“买买买”这三个字,在八十年代的语境里还很陌生,但林秋月听懂了里面的气势。
看着桌上的巨款,看着闺女那副理所当然的小模样,林秋月连日来为了省钱买便宜烂菜叶的委屈一扫而空:“买!这周末妈带你去下馆子!给你买新皮鞋!”
娘俩在屋里盘算着周末的采购大计,客厅里的灯一直亮到了深夜。
而此时此刻,距离省城一千多公里外的铁路上,一列绿皮火车正发出“况且况且”的巨大轰鸣声,一路向北疾驰。
周怀安、周强、周石叔侄三人,正挤在一排靠窗的三人座上。
三个人的模样比走的时候难看了十倍。身上穿着的蓝布褂子全是灰印子,头发乱得像鸡窝,眼睛里熬满了红血丝。

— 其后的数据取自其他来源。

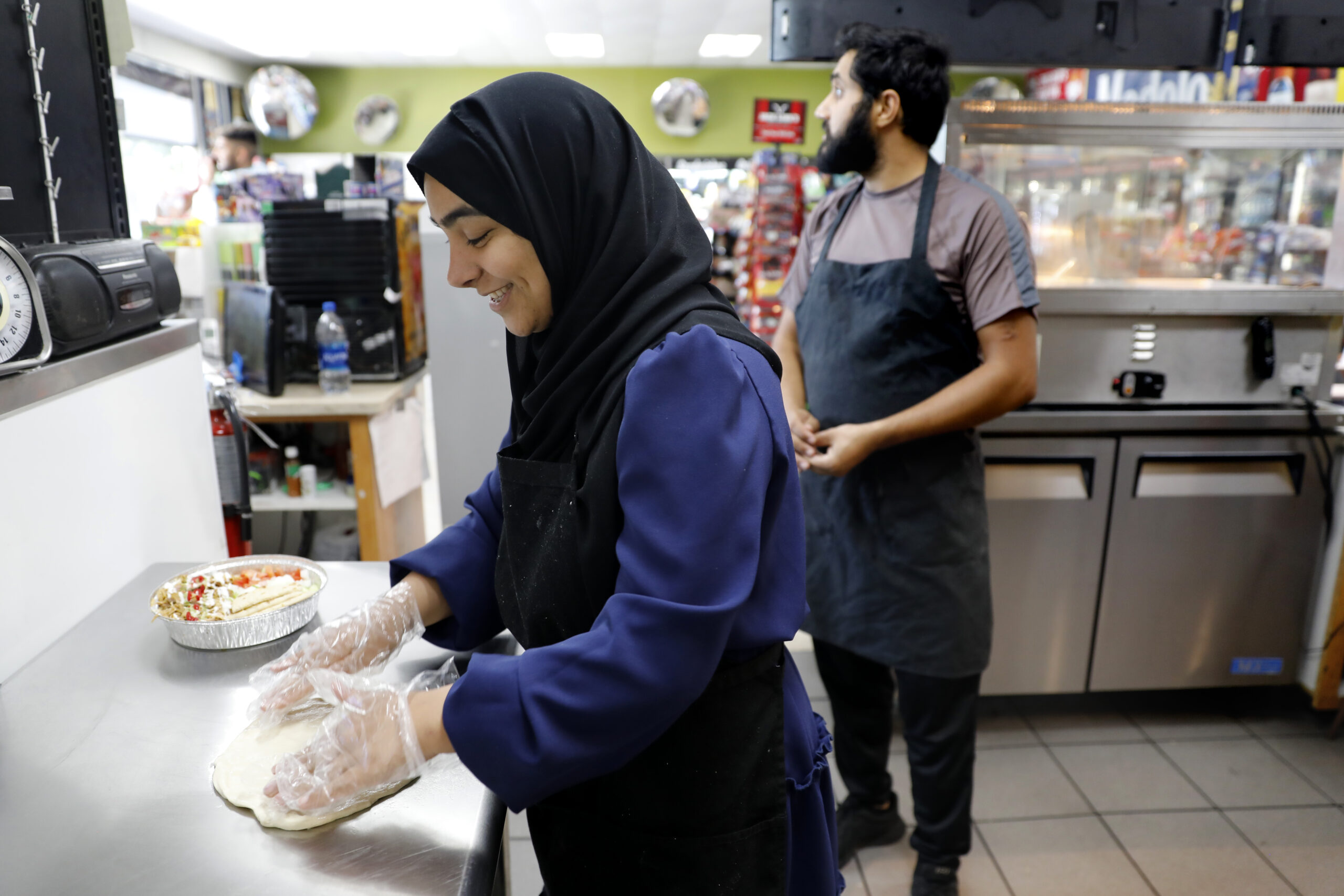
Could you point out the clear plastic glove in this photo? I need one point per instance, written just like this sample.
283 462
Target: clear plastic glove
368 743
363 640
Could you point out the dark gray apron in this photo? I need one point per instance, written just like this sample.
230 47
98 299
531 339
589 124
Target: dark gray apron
702 810
898 550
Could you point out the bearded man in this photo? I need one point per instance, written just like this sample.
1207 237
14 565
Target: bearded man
908 324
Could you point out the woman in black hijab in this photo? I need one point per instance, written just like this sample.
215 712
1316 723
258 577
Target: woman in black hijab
642 536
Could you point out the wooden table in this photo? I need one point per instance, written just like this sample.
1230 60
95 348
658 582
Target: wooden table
383 532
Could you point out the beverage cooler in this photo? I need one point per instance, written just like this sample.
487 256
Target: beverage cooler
1159 512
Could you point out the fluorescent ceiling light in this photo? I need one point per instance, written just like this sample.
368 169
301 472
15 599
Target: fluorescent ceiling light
730 45
589 46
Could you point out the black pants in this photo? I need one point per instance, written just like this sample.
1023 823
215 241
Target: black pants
939 716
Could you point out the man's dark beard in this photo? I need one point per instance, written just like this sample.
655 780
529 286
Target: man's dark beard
855 150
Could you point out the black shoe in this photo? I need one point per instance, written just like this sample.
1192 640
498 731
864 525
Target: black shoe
863 827
933 880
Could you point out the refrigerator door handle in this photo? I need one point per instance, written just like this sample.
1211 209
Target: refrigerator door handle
1040 479
1234 475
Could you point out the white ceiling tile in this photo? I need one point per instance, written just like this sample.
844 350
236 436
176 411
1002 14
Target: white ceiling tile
494 33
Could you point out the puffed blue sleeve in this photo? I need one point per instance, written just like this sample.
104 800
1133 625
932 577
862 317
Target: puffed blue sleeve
461 561
694 465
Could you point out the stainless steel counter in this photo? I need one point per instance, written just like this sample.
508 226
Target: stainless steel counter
29 387
105 749
1153 417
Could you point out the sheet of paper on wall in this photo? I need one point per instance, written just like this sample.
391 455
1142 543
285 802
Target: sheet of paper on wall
398 437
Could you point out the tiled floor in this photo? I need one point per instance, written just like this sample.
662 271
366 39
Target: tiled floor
1079 797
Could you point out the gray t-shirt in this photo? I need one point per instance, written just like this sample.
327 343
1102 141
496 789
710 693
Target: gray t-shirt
978 245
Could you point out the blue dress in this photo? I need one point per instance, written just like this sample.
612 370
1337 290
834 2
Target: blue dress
705 574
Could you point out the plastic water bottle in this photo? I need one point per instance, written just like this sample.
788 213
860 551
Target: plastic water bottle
332 352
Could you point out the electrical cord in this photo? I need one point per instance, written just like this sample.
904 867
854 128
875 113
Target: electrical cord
244 477
1320 444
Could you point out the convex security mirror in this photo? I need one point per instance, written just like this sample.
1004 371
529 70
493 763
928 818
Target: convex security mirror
680 107
281 102
377 119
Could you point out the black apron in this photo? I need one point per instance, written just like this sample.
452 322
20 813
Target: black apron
898 550
702 810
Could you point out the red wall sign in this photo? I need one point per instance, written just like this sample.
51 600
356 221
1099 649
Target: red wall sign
779 121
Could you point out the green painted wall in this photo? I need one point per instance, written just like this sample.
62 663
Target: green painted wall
425 96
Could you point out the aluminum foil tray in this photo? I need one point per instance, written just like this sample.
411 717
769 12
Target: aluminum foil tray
249 630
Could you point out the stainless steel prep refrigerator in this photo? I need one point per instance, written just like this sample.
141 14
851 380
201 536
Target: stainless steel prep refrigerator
1158 513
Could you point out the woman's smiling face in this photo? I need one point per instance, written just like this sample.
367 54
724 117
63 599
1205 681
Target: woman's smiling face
492 260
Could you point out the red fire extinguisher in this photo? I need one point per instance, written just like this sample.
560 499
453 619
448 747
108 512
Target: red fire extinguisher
230 441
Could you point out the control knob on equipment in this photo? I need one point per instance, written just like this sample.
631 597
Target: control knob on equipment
1140 385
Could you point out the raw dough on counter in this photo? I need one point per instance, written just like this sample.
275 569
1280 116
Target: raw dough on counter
245 767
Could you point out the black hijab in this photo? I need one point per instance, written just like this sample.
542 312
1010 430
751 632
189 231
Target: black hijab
625 257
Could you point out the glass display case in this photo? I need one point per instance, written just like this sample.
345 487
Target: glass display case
1172 196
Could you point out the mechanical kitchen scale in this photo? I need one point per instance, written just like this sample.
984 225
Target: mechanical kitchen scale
25 336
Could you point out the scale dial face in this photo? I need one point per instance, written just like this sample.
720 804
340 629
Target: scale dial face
25 340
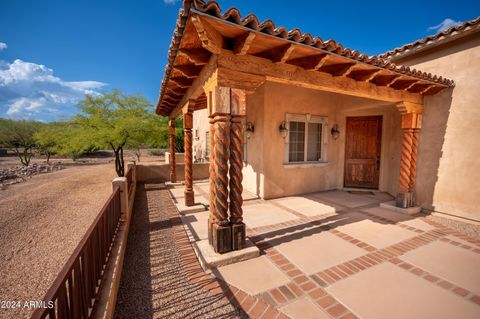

周强和周石的下巴上甚至冒出了一圈青黑色的胡茬,这两个第一次走出黄土地的农村后生,两只手死死地护在胸前。每个人怀里都抱着一个干瘪瘪的帆布挎包,连睡觉都没敢松开半分。
“三叔……”周强把头凑向走道边的周怀安,压低了嗓门“我这怀里……真装着一千块?”
周怀安正盯着窗外飞退的电线杆,闻言回头瞪了他一眼:“这是你这一天问的第三十六遍。你要是害怕,现在掏出来从车窗扔出去。”
周强赶紧闭紧了嘴,两只胳膊把挎包搂得更紧了。他在村里刨地刨了十几年,一年到头手里最多见过五张十块钱。现在,他内兜里,实打实地塞着九百多块!
这怎么能不怕?他走在路上都觉得别人看他的眼神像要抢劫。